Spray dust control measures of tunnel blasting dust based on CFD dust-droplet coupling model and orthogonal test

In extra-long tunnels, the dust generated by blasting excavation is difficult to discharge through ventilation, which can easily lead to secondary dust generation, severely affecting the health of construction personnel inside the tunnel and potentially increasing the construction interval. To shorten the dust removal time and enhance efficiency during tunnel blasting, this study utilized a single-hole single-track railway tunnel to conduct on-site measurements and numerical simulations of blasting dust. The effectiveness of the dust mist coupling model was validated through indoor model experiments, showing a maximum deviation of 16.94 % between the average concentration at numerical simulation monitoring points and that from model test measurements. Additionally, the model's stability was assessed using three grid sizes: coarse, medium, and fine, with the maximum relative change in dust removal rate reaching 14.75 %. In combination with the original forced ventilation system, a three-section spray dedusting method was designed. The first nozzle was positioned at the center of the forced air duct outlet, with a nozzle diameter of SH2.4 mm. The second section, located 50 m from the tunnel face, contained two nozzles placed at the top and bottom of the section.
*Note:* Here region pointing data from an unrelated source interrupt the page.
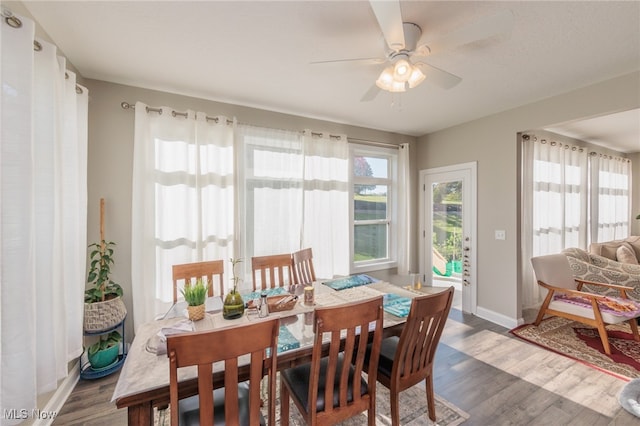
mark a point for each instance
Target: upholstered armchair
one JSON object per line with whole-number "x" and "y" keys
{"x": 592, "y": 267}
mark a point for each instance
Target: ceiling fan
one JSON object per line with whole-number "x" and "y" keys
{"x": 405, "y": 59}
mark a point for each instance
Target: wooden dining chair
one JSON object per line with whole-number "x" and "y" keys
{"x": 565, "y": 298}
{"x": 303, "y": 272}
{"x": 236, "y": 403}
{"x": 271, "y": 271}
{"x": 407, "y": 360}
{"x": 188, "y": 272}
{"x": 331, "y": 387}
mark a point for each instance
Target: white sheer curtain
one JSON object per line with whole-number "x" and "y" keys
{"x": 326, "y": 202}
{"x": 270, "y": 173}
{"x": 404, "y": 210}
{"x": 43, "y": 178}
{"x": 554, "y": 203}
{"x": 182, "y": 200}
{"x": 610, "y": 191}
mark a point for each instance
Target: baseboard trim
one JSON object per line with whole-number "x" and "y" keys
{"x": 55, "y": 403}
{"x": 497, "y": 318}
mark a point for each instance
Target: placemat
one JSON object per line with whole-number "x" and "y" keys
{"x": 351, "y": 281}
{"x": 270, "y": 292}
{"x": 396, "y": 305}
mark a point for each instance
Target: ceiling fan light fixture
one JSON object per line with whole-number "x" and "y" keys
{"x": 417, "y": 77}
{"x": 385, "y": 80}
{"x": 402, "y": 70}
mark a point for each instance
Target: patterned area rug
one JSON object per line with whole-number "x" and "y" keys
{"x": 582, "y": 343}
{"x": 413, "y": 411}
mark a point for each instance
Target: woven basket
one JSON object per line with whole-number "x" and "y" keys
{"x": 275, "y": 307}
{"x": 100, "y": 316}
{"x": 196, "y": 313}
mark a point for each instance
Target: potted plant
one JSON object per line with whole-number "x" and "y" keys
{"x": 103, "y": 304}
{"x": 195, "y": 296}
{"x": 233, "y": 305}
{"x": 105, "y": 351}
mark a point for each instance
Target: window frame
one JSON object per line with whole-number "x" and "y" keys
{"x": 391, "y": 155}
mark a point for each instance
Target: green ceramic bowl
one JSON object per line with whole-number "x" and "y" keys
{"x": 104, "y": 357}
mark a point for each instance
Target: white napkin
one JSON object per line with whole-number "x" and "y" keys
{"x": 182, "y": 326}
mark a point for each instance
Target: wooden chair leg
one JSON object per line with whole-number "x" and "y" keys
{"x": 431, "y": 404}
{"x": 284, "y": 404}
{"x": 634, "y": 329}
{"x": 371, "y": 414}
{"x": 605, "y": 339}
{"x": 543, "y": 308}
{"x": 395, "y": 406}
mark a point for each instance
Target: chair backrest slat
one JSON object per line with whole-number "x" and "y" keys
{"x": 303, "y": 271}
{"x": 271, "y": 271}
{"x": 554, "y": 269}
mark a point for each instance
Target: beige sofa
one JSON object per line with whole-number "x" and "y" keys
{"x": 597, "y": 268}
{"x": 610, "y": 249}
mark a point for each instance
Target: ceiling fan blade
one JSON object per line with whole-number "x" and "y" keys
{"x": 370, "y": 94}
{"x": 497, "y": 24}
{"x": 368, "y": 60}
{"x": 389, "y": 18}
{"x": 439, "y": 77}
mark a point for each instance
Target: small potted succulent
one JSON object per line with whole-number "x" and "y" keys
{"x": 233, "y": 306}
{"x": 195, "y": 295}
{"x": 105, "y": 351}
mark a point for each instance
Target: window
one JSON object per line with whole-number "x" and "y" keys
{"x": 373, "y": 194}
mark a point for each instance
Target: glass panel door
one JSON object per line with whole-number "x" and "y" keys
{"x": 448, "y": 215}
{"x": 446, "y": 232}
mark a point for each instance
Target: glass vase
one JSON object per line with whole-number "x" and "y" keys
{"x": 233, "y": 305}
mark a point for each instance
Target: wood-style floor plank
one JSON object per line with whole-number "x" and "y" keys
{"x": 480, "y": 367}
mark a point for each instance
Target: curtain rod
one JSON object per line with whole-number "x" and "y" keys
{"x": 373, "y": 143}
{"x": 15, "y": 22}
{"x": 527, "y": 137}
{"x": 127, "y": 105}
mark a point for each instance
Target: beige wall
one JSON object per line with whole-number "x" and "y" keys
{"x": 111, "y": 154}
{"x": 492, "y": 142}
{"x": 635, "y": 191}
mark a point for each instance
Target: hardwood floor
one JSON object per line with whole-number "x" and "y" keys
{"x": 480, "y": 367}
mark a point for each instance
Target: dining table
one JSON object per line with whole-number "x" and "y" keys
{"x": 143, "y": 383}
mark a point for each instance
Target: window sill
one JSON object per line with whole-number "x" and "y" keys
{"x": 370, "y": 267}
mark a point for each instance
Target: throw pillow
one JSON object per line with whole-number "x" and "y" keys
{"x": 625, "y": 254}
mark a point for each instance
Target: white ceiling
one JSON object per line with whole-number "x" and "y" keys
{"x": 258, "y": 54}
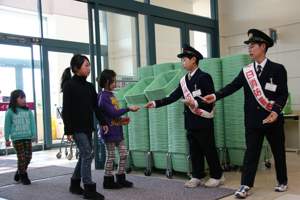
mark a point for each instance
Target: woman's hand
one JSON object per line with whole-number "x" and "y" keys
{"x": 7, "y": 143}
{"x": 70, "y": 138}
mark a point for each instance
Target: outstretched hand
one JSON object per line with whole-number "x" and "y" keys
{"x": 106, "y": 129}
{"x": 209, "y": 98}
{"x": 134, "y": 108}
{"x": 150, "y": 105}
{"x": 190, "y": 103}
{"x": 7, "y": 143}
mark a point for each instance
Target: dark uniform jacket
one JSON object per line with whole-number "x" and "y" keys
{"x": 254, "y": 113}
{"x": 204, "y": 82}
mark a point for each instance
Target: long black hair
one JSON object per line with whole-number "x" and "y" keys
{"x": 14, "y": 95}
{"x": 76, "y": 61}
{"x": 106, "y": 75}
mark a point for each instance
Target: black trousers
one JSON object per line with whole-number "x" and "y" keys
{"x": 254, "y": 141}
{"x": 202, "y": 143}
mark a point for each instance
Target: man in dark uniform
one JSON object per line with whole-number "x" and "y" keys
{"x": 198, "y": 118}
{"x": 266, "y": 93}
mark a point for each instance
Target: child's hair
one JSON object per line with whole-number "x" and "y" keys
{"x": 14, "y": 95}
{"x": 106, "y": 74}
{"x": 77, "y": 60}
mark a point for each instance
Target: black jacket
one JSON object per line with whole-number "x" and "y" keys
{"x": 254, "y": 113}
{"x": 79, "y": 106}
{"x": 204, "y": 82}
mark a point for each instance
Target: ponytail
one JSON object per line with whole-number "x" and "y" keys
{"x": 65, "y": 77}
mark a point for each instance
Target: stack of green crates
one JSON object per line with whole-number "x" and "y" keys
{"x": 162, "y": 85}
{"x": 234, "y": 109}
{"x": 138, "y": 128}
{"x": 213, "y": 66}
{"x": 123, "y": 104}
{"x": 163, "y": 67}
{"x": 146, "y": 71}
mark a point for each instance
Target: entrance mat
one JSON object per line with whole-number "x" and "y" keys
{"x": 35, "y": 174}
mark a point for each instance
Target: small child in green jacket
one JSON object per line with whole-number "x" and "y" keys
{"x": 20, "y": 128}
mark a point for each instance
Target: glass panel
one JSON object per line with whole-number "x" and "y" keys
{"x": 167, "y": 43}
{"x": 196, "y": 7}
{"x": 66, "y": 20}
{"x": 121, "y": 37}
{"x": 20, "y": 18}
{"x": 199, "y": 41}
{"x": 15, "y": 73}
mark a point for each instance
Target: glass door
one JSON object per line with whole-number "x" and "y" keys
{"x": 16, "y": 72}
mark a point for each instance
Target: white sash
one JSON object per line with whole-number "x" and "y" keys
{"x": 256, "y": 89}
{"x": 187, "y": 95}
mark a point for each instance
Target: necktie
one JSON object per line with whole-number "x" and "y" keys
{"x": 259, "y": 70}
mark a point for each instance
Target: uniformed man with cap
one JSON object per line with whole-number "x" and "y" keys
{"x": 266, "y": 93}
{"x": 198, "y": 118}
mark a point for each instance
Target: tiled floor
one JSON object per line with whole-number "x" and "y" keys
{"x": 264, "y": 182}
The third section, situated approximately 100 m from the tunnel face, featured two X-core circular nozzles with a diameter of 2 mm, operating at a spray pressure of 8 MPa. Nine groups of orthogonal experiments were designed using CFD, identifying the spray angle, compressed air duct volume, and spray ring spacing as the most influential factors in dust removal time. Through the addition of Experiment 10 to the orthogonal set and subsequent comparisons, the optimal spray parameters were determined to be a spray angle of 15 degrees, a compressed air duct air volume of 26 m3/s, and a spray ring spacing of 50 m. Based on the analysis of numerical results, it can be concluded that the spray dust reduction measures effectively reduced the dust concentration within 200 m of the tunnel face to a safe level 900 s after blasting.